Мильтон бессознательно следовал греческой традиции переставать бриться после смерти родственника. Только в его случае речь шла не о человеческой жизни, а о средствах к существованию. Борода еще больше увеличивала его и без того уже полное лицо. Он не следил за ней, а так как все свои проблемы он переживал молча, она стала воплощением всего того, о чем он запрещал себе говорить. Ее колтуны и завитки свидетельствовали о все большей путанице в его мыслях, а едкий запах говорил о высвобождении кетонов стресса. По мере течения времени борода стала совсем косматой, подтверждая, что Мильтон размышляет о Пингри-стрит.
Левти как мог пытался утешить своего сына. «Держись», — писал он, а потом с улыбкой переписывал эпитафию воинам, павшим в Фермопилах: «Прохожий, передай спартанцам, что здесь лежим мы, не преступившие закона». Но Мильтон едва бросал на нее взгляд. Удар, случившийся с отцом, убедил его в том, что Левти уже не может влиять на происходящее. Немой Левти со своей жалкой грифельной доской и поглощенностью переводами Сапфо стал казаться Мильтону стариком. Он начал вызывать у Мильтона раздражение или полное безразличие. При виде отца с выпяченной нижней губой, освещенного настольной лампой и погруженного в изучение мертвого языка, Мильтон начинал испытывать страх смерти, вызываемый стареющими членами семьи.

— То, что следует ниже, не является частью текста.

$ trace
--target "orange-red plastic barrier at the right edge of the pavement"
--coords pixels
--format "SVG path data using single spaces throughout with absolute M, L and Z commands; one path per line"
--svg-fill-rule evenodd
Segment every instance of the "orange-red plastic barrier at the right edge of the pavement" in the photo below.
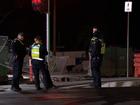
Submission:
M 135 77 L 140 77 L 140 53 L 134 54 Z

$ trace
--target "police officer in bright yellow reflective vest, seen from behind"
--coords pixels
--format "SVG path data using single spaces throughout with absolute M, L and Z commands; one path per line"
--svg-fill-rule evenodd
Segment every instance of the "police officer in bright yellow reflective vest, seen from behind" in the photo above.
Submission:
M 48 54 L 46 47 L 42 44 L 40 36 L 34 38 L 35 43 L 31 46 L 29 56 L 31 57 L 32 68 L 34 73 L 35 87 L 37 90 L 41 90 L 39 72 L 41 70 L 43 75 L 43 84 L 46 89 L 54 87 L 50 77 L 50 73 L 45 61 L 45 56 Z

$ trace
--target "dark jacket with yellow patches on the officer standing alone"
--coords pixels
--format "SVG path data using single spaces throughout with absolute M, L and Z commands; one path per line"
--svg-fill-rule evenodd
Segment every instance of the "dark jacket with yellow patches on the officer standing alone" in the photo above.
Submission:
M 105 43 L 102 39 L 92 37 L 89 46 L 89 52 L 91 57 L 98 57 L 105 53 Z

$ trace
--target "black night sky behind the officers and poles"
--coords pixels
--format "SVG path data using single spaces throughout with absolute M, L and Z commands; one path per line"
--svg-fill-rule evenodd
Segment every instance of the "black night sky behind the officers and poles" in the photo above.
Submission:
M 33 11 L 29 0 L 23 0 L 22 4 L 17 1 L 1 1 L 0 34 L 13 38 L 19 31 L 24 31 L 27 33 L 27 38 L 32 38 L 36 34 L 44 37 L 45 14 Z M 94 25 L 100 27 L 107 46 L 126 47 L 127 13 L 124 12 L 124 1 L 56 0 L 57 50 L 87 49 L 91 28 Z M 53 18 L 53 8 L 51 8 L 51 18 Z M 130 46 L 138 49 L 139 32 L 136 30 L 136 23 L 138 18 L 136 19 L 136 1 L 134 1 L 133 12 L 130 13 Z

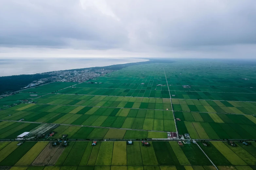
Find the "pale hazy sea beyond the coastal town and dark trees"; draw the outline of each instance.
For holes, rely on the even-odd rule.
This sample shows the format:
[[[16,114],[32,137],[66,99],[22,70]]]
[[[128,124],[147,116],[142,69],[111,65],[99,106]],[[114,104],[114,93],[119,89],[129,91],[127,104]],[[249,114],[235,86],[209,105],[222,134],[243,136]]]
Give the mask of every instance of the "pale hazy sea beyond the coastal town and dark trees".
[[[36,74],[58,70],[100,67],[148,61],[145,59],[54,58],[54,59],[0,59],[0,77]]]

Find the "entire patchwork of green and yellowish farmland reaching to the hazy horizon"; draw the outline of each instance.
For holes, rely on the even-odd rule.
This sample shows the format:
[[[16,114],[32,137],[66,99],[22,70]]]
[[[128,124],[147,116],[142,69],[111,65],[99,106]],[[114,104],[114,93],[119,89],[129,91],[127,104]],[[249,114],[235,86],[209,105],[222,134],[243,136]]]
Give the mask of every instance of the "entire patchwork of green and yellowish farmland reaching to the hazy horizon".
[[[0,99],[0,169],[256,169],[254,68],[208,64],[133,65]]]

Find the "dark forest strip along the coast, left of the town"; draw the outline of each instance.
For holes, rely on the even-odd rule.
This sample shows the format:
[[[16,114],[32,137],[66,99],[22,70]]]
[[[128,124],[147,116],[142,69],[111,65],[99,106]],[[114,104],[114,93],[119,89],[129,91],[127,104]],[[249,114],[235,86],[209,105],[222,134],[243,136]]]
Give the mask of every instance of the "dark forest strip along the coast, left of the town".
[[[29,83],[41,78],[47,78],[52,75],[48,74],[32,74],[0,77],[0,94],[5,92],[15,92],[26,87]]]

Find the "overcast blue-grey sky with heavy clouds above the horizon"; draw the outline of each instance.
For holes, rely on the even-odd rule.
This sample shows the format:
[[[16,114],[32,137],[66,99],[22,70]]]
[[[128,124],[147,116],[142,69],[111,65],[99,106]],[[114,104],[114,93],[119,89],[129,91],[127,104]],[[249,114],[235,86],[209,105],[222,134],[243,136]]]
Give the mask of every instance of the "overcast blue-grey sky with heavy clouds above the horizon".
[[[256,59],[256,0],[2,0],[0,57]]]

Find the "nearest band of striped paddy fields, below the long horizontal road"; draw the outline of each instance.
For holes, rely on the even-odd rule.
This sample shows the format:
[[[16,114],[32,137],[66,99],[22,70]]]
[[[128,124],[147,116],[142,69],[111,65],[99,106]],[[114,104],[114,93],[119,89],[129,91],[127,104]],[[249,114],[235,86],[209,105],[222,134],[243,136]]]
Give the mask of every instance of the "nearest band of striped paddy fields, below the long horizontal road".
[[[216,169],[199,146],[218,169],[255,169],[256,145],[231,147],[227,142],[212,141],[209,147],[201,142],[183,144],[177,141],[153,141],[150,147],[141,142],[127,145],[122,141],[97,142],[72,141],[63,148],[57,158],[43,159],[44,155],[57,150],[49,142],[0,142],[0,166],[12,169]],[[31,166],[32,165],[32,166]],[[40,167],[40,168],[39,168]]]

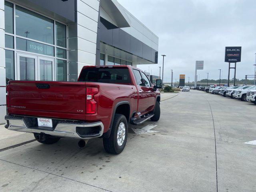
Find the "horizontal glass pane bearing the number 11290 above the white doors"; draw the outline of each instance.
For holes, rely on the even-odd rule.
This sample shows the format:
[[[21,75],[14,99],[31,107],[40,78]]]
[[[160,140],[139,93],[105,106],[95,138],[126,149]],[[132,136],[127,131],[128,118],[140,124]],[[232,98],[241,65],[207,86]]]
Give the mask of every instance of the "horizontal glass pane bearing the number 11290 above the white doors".
[[[48,56],[54,56],[54,47],[42,43],[16,38],[16,49]]]

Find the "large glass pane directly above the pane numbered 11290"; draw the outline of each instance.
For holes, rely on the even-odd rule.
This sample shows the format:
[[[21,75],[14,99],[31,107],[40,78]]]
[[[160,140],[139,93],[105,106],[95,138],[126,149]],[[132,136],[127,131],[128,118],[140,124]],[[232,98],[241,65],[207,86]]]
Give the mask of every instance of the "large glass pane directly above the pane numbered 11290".
[[[16,5],[16,35],[54,44],[54,21]]]

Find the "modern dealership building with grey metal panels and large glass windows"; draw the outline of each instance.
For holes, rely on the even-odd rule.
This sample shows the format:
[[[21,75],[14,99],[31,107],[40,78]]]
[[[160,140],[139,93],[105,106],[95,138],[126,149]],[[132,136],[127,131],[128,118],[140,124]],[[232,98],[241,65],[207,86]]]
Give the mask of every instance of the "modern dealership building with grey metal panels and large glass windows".
[[[9,80],[76,81],[87,65],[157,62],[158,37],[117,0],[0,0],[0,123]]]

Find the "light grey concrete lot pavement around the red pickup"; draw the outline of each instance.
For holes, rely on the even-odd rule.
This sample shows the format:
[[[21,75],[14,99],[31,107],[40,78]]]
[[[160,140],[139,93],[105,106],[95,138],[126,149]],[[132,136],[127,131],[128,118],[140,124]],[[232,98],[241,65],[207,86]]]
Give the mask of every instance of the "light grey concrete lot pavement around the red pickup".
[[[256,140],[254,104],[191,90],[160,106],[158,122],[129,126],[117,156],[100,139],[83,149],[61,139],[1,151],[0,191],[256,191],[256,145],[244,144]]]

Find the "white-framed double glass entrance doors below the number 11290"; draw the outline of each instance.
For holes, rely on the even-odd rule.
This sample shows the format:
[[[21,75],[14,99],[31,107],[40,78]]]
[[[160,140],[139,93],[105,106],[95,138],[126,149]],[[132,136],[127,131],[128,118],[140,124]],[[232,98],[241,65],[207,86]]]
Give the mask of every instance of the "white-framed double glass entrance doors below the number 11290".
[[[54,81],[56,80],[54,59],[17,53],[17,79]]]

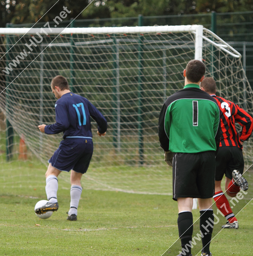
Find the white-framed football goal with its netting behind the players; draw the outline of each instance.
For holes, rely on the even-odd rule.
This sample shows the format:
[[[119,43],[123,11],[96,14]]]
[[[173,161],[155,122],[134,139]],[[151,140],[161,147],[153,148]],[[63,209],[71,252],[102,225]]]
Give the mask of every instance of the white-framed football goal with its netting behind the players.
[[[94,136],[91,171],[85,175],[89,189],[171,194],[158,117],[165,99],[183,89],[183,69],[191,59],[205,63],[218,95],[253,112],[240,53],[202,25],[0,28],[0,48],[0,111],[43,163],[62,138],[37,129],[55,122],[49,86],[54,76],[65,76],[71,90],[106,117],[106,138]],[[92,128],[95,134],[95,123]],[[244,148],[249,164],[251,139]]]

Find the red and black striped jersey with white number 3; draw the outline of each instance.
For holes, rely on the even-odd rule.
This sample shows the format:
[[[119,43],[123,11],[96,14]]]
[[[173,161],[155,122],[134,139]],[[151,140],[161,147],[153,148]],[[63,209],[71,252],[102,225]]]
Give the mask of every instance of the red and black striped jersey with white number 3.
[[[246,111],[229,100],[211,95],[215,98],[221,111],[221,142],[220,147],[234,146],[242,149],[241,141],[249,139],[253,129],[253,118]],[[238,133],[236,124],[242,126]]]

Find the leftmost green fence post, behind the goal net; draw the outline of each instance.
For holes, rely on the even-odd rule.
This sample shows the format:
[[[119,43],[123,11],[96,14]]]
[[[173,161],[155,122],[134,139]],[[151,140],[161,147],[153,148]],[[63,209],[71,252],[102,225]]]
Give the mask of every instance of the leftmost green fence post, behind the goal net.
[[[11,27],[11,24],[7,23],[6,24],[6,28]],[[9,35],[6,35],[6,52],[8,52],[10,50],[10,45],[11,45],[11,41],[9,38]],[[9,57],[9,53],[6,54],[6,66],[8,66],[9,61],[10,61],[10,57]],[[11,79],[9,77],[8,74],[5,75],[5,81],[6,81],[6,86],[9,85],[9,83],[11,82]],[[7,87],[5,89],[5,100],[6,100],[6,161],[10,161],[12,158],[12,153],[13,153],[13,141],[14,141],[14,131],[13,131],[13,127],[11,126],[11,123],[8,120],[8,115],[9,115],[9,88]]]

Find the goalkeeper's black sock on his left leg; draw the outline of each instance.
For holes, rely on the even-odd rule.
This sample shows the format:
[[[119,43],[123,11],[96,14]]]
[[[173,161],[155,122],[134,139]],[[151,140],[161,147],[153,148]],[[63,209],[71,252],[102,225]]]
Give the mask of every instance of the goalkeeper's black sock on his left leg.
[[[179,237],[181,239],[182,253],[185,256],[191,254],[191,241],[193,233],[193,217],[191,212],[179,213],[177,225],[179,227]],[[186,246],[185,246],[186,245]]]

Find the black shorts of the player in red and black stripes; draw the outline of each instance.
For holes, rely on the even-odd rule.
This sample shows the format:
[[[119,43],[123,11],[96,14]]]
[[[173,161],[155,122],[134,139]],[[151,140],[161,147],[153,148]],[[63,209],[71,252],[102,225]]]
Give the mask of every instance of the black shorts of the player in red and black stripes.
[[[216,156],[215,180],[222,180],[224,174],[232,180],[232,171],[238,170],[243,174],[244,160],[242,150],[238,147],[220,147]]]

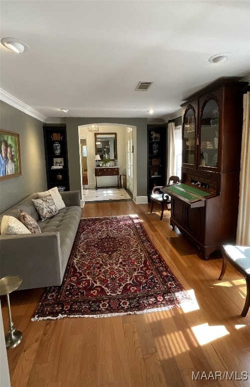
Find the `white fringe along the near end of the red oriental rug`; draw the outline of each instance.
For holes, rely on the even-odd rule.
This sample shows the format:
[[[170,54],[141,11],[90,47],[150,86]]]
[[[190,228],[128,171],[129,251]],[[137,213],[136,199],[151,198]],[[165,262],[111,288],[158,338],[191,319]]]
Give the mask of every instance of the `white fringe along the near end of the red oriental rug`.
[[[32,317],[31,321],[41,321],[41,320],[59,320],[60,318],[64,317],[90,317],[90,318],[102,318],[102,317],[115,317],[115,316],[125,316],[127,314],[146,314],[146,313],[153,313],[153,312],[160,312],[163,310],[170,310],[174,307],[180,307],[181,304],[176,304],[176,305],[169,305],[169,306],[163,306],[160,308],[152,308],[152,309],[145,309],[145,310],[136,310],[136,311],[131,311],[131,312],[118,312],[118,313],[103,313],[103,314],[76,314],[76,315],[68,315],[68,314],[59,314],[57,317],[51,317],[51,316],[46,316],[46,317],[37,317],[34,316]]]

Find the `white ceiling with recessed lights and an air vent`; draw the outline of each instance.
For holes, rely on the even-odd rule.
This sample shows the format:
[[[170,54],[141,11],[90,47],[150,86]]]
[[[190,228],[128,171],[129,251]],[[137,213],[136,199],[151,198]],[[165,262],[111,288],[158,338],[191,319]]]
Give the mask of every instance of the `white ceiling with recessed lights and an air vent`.
[[[250,74],[250,1],[1,0],[0,6],[1,39],[30,46],[16,54],[0,44],[1,99],[15,97],[45,118],[166,119],[209,83]],[[221,52],[231,54],[227,61],[208,62]],[[140,81],[153,84],[135,91]]]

Несмотря на всю секретность холодной войны, кое-какие сведения к нам все же просачивались. Все возраставшая угроза нашему благосостоянию проявлялась в форме треугольной морщинки, молниеносно прорезавшей переносицу моей матери всякий раз, когда я просил купить какую-нибудь дорогую игрушку. На столе все реже стало появляться мясо. Мильтон начал экономить электричество. Если Пункт Одиннадцать, выходя из комнаты хотя бы на минуту, оставлял свет включенным, ему приходилось возвращаться в полный мрак, из которого раздавался голос отца: «Что я тебе говорил о киловаттах!» Потом наступило время, когда мы жили с единственной лампочкой, которую Мильтон переносил из комнаты в комнату. «Так я могу отследить, сколько мы тратим электроэнергии», — говорил он, вкручивая ее в столовой, чтобы все могли сесть за обеденный стол. «Я не вижу, что я ем», — жаловалась Тесси. «Что ты хочешь этим сказать?» — вопрошал Мильтон. — «Только то, что это портит настроение». После десерта Мильтон доставал из заднего кармана носовой платок, вывинчивал раскалившуюся лампочку и, подбрасывая как заправский жонглер, переносил ее в гостиную. А мы ждали в темноте, пока он передвигался по дому, натыкаясь на мебель. Наконец вдали начинало что-то брезжить и раздавался бодрый голос Мильтона: «Готово!»
Он старался держаться. Он поливал из шланга тротуар перед рестораном и до блеска протирал окна. Он продолжал сердечно приветствовать посетителей, но старый свинг и фотографии бывших бейсболистов не могли остановить время. На дворе стоял уже не 1940, а 1967 год. А конкретно двадцать третье июля, воскресенье. И под подушкой отца что-то было.
Взглянем на спальню моих родителей: украшенная исключительно раннеамериканскими подделками, она (за небольшую цену) поддерживала их связь с основополагающими мифами этой страны. Например, фанерное изголовье кровати, сделанное «из натурального вишневого дерева», как любил говорить Мильтон, напоминало о том самом деревце, которое было срублено Джорджем Вашингтоном. Теперь обратите внимание на обои с военными мотивами. Повторяющиеся изображения известной троицы — маленького барабанщика, флейтиста и хромоногого старика. Все мое детство эти несчастные персонажи маршировали по стенам родительской спальни, то исчезая за трюмо, то появляясь из-за зеркала, а то оказываясь в тупике, образованном шкафом.